In Oregon, where physician-assisted suicide is legal, a surprising number of older terminally ill patients choose discontinuing food and fluids as a means to avoid prolonging life.

According to researchers who published the results of a survey of Oregon hospice nurses in the New England Journal of Medicine, 102 of 429 respondents said at least one of their patients had hastened death in this way during the previous four years (1997 to 2001).

Meanwhile, 55 of these nurses' terminally ill patients used legally prescribed narcotics to hasten death. When Ganzini and colleagues compared nurse-reported data for these two groups of patients, they found that those who stopped eating and drinking were older than members of the physician-assisted suicide group, were more likely to have a neurologic disease than cancer, and were less likely to have undergone a mental health evaluation.

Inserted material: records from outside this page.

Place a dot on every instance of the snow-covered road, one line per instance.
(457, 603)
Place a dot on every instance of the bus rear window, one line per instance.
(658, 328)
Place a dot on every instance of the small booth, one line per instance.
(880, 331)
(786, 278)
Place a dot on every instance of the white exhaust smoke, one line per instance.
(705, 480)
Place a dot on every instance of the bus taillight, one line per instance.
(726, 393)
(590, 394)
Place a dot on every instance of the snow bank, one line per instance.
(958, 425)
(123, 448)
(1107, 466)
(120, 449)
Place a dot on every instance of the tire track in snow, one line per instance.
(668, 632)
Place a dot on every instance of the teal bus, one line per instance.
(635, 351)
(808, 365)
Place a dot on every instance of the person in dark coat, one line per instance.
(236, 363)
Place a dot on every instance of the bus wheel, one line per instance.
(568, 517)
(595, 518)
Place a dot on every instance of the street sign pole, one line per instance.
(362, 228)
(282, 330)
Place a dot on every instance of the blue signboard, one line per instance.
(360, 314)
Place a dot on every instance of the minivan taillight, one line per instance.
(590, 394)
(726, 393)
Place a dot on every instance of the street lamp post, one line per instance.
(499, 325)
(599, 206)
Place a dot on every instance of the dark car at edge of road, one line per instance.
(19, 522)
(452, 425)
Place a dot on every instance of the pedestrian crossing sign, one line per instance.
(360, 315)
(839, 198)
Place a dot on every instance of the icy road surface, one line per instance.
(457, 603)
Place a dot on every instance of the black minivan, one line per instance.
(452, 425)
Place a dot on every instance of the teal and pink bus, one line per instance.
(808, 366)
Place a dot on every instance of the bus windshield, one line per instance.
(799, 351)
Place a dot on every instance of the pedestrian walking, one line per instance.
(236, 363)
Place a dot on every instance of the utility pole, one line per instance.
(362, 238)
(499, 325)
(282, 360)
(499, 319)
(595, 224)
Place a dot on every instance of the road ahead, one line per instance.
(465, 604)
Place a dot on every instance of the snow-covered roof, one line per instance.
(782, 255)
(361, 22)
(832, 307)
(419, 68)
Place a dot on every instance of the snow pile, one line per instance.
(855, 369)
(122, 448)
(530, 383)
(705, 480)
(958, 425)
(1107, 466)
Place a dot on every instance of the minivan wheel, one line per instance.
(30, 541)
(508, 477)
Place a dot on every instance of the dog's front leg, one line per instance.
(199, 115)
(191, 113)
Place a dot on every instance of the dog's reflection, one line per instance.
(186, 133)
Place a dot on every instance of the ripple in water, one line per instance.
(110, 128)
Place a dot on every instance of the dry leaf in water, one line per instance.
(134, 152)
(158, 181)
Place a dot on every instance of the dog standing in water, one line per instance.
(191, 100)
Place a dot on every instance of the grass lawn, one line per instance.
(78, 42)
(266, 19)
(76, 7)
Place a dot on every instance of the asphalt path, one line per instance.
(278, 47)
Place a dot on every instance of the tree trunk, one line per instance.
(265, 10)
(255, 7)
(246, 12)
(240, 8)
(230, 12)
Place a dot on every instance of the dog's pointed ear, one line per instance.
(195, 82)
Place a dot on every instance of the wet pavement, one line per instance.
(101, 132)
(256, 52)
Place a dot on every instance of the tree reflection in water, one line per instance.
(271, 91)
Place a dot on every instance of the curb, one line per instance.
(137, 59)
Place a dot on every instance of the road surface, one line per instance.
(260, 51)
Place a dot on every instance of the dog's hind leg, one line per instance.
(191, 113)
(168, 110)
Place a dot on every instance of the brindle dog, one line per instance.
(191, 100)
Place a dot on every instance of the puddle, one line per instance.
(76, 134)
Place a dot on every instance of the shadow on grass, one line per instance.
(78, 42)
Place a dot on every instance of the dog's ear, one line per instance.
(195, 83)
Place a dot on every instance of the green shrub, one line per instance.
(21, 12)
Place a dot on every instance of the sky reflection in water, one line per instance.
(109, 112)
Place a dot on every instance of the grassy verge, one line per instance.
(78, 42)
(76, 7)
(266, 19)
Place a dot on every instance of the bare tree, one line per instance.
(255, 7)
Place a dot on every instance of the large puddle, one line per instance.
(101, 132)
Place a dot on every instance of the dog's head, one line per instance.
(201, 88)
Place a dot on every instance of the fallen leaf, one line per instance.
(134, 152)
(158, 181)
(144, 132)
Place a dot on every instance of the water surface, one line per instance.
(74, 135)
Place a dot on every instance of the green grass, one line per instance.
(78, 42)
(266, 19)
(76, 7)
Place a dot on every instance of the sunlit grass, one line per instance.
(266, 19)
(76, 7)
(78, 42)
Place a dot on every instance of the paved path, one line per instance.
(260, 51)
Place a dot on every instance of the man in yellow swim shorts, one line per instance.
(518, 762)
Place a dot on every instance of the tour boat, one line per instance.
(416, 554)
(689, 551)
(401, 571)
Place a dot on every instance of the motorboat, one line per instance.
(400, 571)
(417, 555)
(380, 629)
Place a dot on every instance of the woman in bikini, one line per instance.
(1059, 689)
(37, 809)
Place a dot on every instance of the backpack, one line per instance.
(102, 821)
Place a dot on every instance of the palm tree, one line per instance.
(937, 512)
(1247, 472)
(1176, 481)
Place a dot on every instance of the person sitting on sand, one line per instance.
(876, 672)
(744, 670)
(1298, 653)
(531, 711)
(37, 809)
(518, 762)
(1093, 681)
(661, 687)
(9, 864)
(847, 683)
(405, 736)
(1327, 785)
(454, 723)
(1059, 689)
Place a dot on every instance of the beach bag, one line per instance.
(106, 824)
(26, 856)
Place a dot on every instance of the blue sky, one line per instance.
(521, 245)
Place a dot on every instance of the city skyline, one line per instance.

Patients' most important reasons for stopping food and fluids included readiness to die, poor quality of life, and the wish to die at home. Patients requesting physician-assisted suicide were more likely to mention wanting control over the time and manner of their death.

Eighty-five percent of the patients who stopped eating and drinking died within 15 days of their decision. When the surveyed nurses were asked to rate their patients' quality of death (from 0 representing a very bad death to 9 for a very good death), the median score was 8.

Although 8% of patients' deaths were rated 0 to 4 in quality, most patients were described as "suffering less and being more at peace" than patients who opted for physician-assisted suicide.

The investigators surveyed nurses caring for Oregon residents who are enrolled in Medicare-certified home hospice programs. Responses were coded for anonymity.

Each nurse was asked (if applicable) to report on the patient who most recently "voluntarily and deliberately [stopped] all food and fluids with the primary intention of hastening death."

Nearly identical questions were asked about patients who died after receiving a prescribed lethal medication.

Clinician Reviews 13(9):39-40, 2003.